Anthem today, HME providers tomorrow?

Tuesday, May 26, 2015

Just how much does a provider stand to lose from a hacker’s breach of protected health information (PHI)? Consider a recent theft in Richardson, Texas, where 5,000 individuals had their PHI stolen. According to Ponemon Institute’s 2013 “Cost of Data Breach Study,” the average cost to the provider per record of data breach is $188. Even with the Richardson breach of 5,000 individuals being well below the U.S. average of 28,000 records per attack, the total cost of that 2014 incident tops $940,000. Gulp!

Even if you have strong security and privacy controls, you are not immune to cyber extortion or theft of PHI by external sources or internal (rogue) employees. Once a data breach or privacy incident occurs, immediate expertise is needed to navigate the complex landscape and to mitigate financial losses. The cost of a breach could easily put a provider out of business.

Cyber criminals are targeting businesses of all industries, large and small. In the time it takes to hack into a major company like Anthem, Citigroup or Sony, a hacker could steal data from dozens of smaller businesses and not get detected. They don’t play favorites and they certainly aren’t slowing down.  

The number of data breaches, as well as the costs of complying with customer notification requirements and restoring compromised systems, continues to increase steadily. Additionally, it’s not just the professional hacker posing a threat. Old-fashioned events, such as the loss of physical property, including laptops and paper files, may result in a similar breach.

Cyber liability insurance is protection for loss that arises out of unauthorized use of, or unauthorized access to, electronic data or software within your network or business. This coverage provides for liability claims from spreading a virus or malicious code, computer theft, extortion, or any unintentional act, mistake, error, or omission made by your employees while performing their job.

There are several reasons why providers should consider adding cyber liability insurance to their risk management program.

• Exposure: even the best network security may not stop a malicious insider who has access to computer and paper files.

• Human error: unintentional mistakes happen all the time.
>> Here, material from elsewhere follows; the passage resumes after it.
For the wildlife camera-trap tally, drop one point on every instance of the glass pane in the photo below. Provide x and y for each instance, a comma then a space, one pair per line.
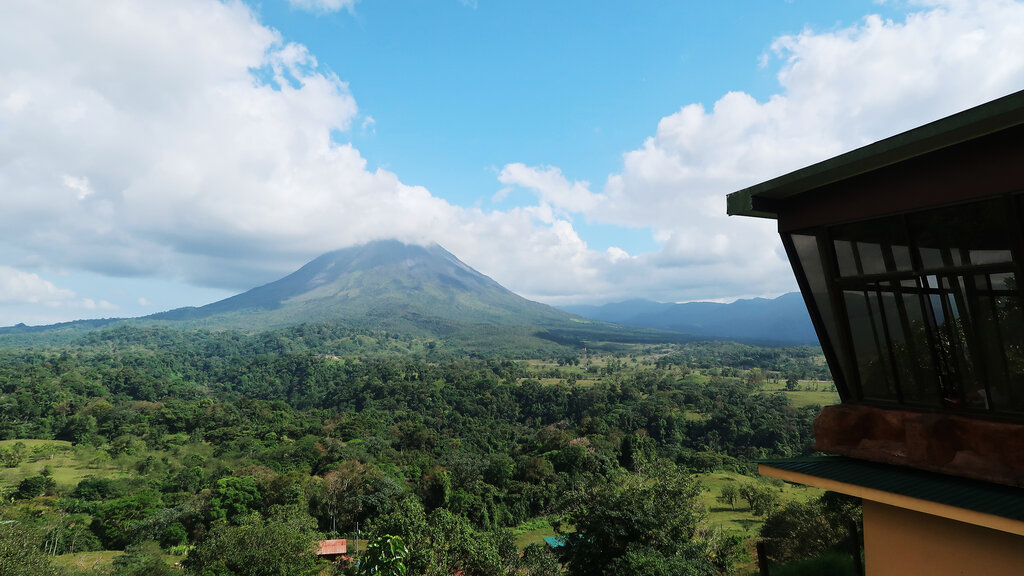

• Easy access: lock and key are no longer enough when information is readily and easily accessible through networks, laptops, tablets, cell phones, etc.

• Regulation: from HIPAA to GLBA, from the Fair Credit Reporting Act to the new Identity Theft Enforcement and Restitution Act, this influx of regulation leads to new insurance needs.

Cyber liability insurance not only provides comprehensive protection, but also helps in managing risk. It will cover costs associated with expenses to notify affected parties, business income and extra expense, extortion payments and public relations/crisis management expenses. Insurance policies have been designed to provide coverage for those costs and more, i.e. web content liability, network security, Internet liability, regulatory defense, and intangible assets (damages to code or data).

With more than 50 insurance companies now offering mono-line cyber liability insurance, premiums have been decreasing as the market develops a better understanding of the risk. Unfortunately, there is no “cookie cutter” program that fits the needs of all businesses, especially healthcare providers. In the wrong hands, protected health information and personal records are as valuable as credit card information.

Tim Able is director of sales & marketing for SeibertKeck Insurance with headquarters in Akron, Ohio.